Menyebalkan
" Ngapain kamu tanya aku pake skincare apa? Hah " ucapku menatap dia sebal " emangnya kamu mau beliin? Kalo ngga, nggak usah tanya-tanya " lanjut ku lagi.
" Iya " aku memandang tak mengerti kearahnya, lagi dan lagi kata yang keluar dari mulutnya sangat singkat.
" Maksudnya? " Memandang bingung kearahnya.
" Iya aku beliin " masih dengan memasang wajah datar, lama-lama aku kesal melihat ekspresi wajahnya.
" Nggak usah, aku juga punya uang " balasku. Aku membalikkan badan meninggalkan nova dan berjalan kearah merk skincare yang aku pakai.
Setelah mengambil beberapa aku membalikkan badan dan
Bug
Aku menabrak dada bidang Nova, aku kira dia sudah pergi. Ternyata dia dari tadi mengikutiku.
Aku mengusap keningku yang lumayan sakit " kamu ngapain masih disini? Dan soal make-up itu. Kalo kamu suka ambil aja " ujarku seraya berjalan menuju kasir.
Nova seperti biasa tidak menjawab dan aku mencoba bodoamat. Aku meletakkan keranjang ku di meja kasir dan nova melakukan hal yang sama. Dan aku hanya membiarkan toh itu juga keranjangku.

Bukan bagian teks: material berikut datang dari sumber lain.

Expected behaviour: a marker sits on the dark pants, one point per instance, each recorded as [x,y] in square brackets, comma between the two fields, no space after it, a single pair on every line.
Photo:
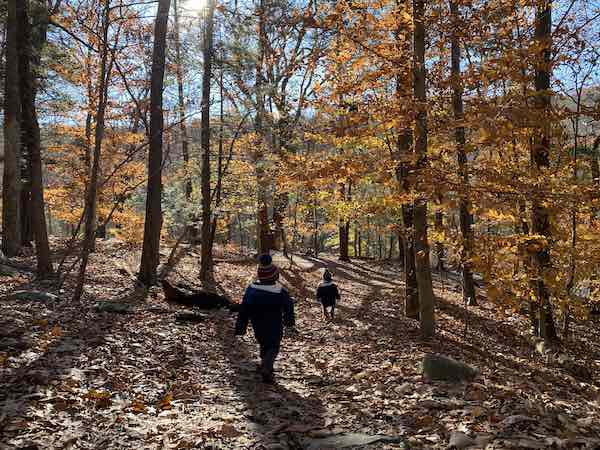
[268,354]
[329,304]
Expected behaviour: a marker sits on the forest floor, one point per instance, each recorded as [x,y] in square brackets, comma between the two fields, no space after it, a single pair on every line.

" Mau lewat debit atau tunai ka? " Ucap mas penjaga toko tersenyum ramah kearahku, aku membalas senyumannya.
" Debit aja ka " balasku dan membuka tas untuk mengambil dompet ku, aku mengeluarkan kartu atm dan hendak menyerahkannya. Namun tanganku di tahan oleh Nova.

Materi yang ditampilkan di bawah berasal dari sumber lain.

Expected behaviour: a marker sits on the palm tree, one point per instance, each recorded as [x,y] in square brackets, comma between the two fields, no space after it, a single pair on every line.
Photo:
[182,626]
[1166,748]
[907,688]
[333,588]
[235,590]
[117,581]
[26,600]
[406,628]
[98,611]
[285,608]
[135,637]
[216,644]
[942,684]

" Pake ini saja " dia berucap dengan nada dingin seraya menyerahkan kartu ke mas tadi.
" Ngga usah " aku mencoba menarik tanganku namun tak bisa.
" Diem " mengapa nada suaranya tambah dingin? Dan kenapa juga dia menatap mas penjaga toko dengan tajam?. Kan kasihan masnya jadi pucet.
Aku yang hendak berbicara tiba-tiba terhenti karena sekarang dia menatap tajam kearahku, aku memilih diam karena aku mulai merasa ketakutan akibat tatapnya itu.
" M---- ma-s silahkan PINnya " mukanya semakin pucat.
Nova mengetik PINnya dengan tangan kanannya sedangkan kirinya masih memegang pergelangan tangan kananku.
" S-sudah, ini bela--- " belum selesai ucapan mas penjaga toko, Nova langsung merebut kartu dan kantong belanja dan langsung menarikku keluar dari toko.
Dia berjalan cepat, aku yang mulai kesalpun berhenti berjalan dan otomatis dia juga berhenti, dia menatap kearahku dengan wajah menahan marah.
" Kamu kenapa sih? Kasian masnya jadi pucet gara-gara kamu " aku menatap kesal kearahnya dan mencoba melepaskan genggamannya. Namun semakin aku berusaha melepaskan maka semakin erat juga dia menggenggamnya.
" Lepasin Nova " lanjutku lagi " ini sakit " lirih ku.
Setelah aku mengucapkan itu dia mulai mengendurkan pegangan tanganku tapi ketika kutarik tetap tak lepas.
Aku menghela napas lelah " Kamu kenapa? Dan maunya apa? " aku mencoba berbicara lembut kepadanya.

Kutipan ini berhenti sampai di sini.